Dr. Norman Anderson

The journal American Psychologist — which is received automatically by any member of the APA — has just published an obituary for UNC Greensboro graduate Dr. Norman Anderson. Dr. Anderson was born right here in Greensboro, earning his MA and Ph.D in clinical psychology under the direction of Dr. Rosemery Nelson-Gray. He went on to become the Chief Executive Officer (CEO) of the American Psychological Association (APA), which is the top association for professional psychologists in the United States and the publisher of many of our major journals. He was also the founder of the National Institutes of Health Office of Behavioral and Social Sciences Research in the late 1990s, whose stated goal is to accelerate health-relevant scientific discovery via behavioral and social sciences research. Anderson was one of the first scientists to study how racism-related stress impacted the health of Black people in the United States, most notably in a famous 1989 Psychological Bulletin paper on how stress was associated with hypertension (high blood pressure) in Black Americans.

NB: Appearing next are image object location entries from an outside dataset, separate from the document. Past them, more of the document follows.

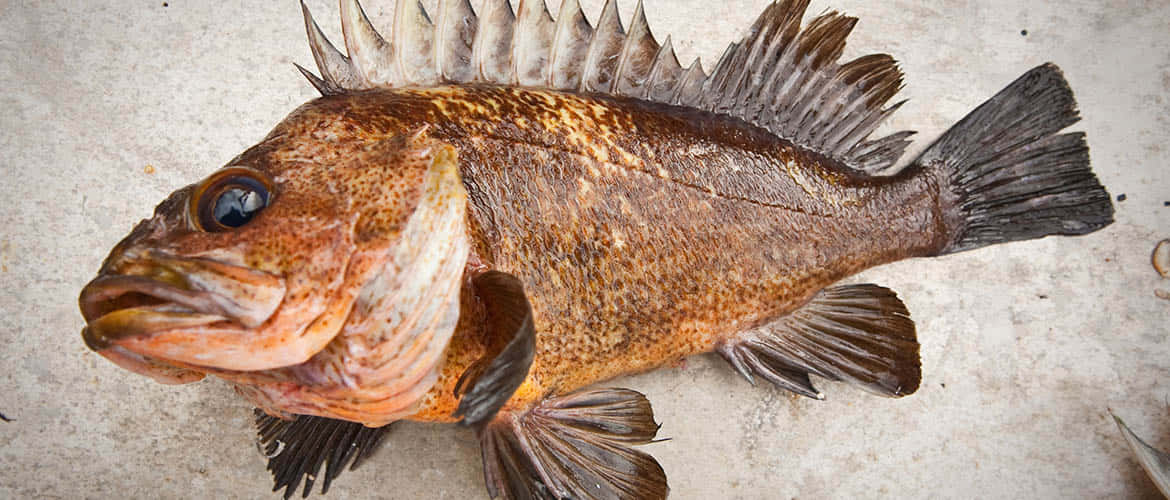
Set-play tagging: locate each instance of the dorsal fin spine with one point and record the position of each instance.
(604, 52)
(414, 43)
(335, 68)
(779, 76)
(454, 34)
(568, 48)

A long-time friend of UNC Greensboro and the Department of Psychology, he was a frequent visitor to the department and endowed several important prizes including the Norman B. Anderson Research Award to support graduate student research, particularly work aimed at supporting diversity in science or among scientists, and the Norman Anderson Travel Award (NATA) to support dissemination of scientific work conducted in the department at conferences.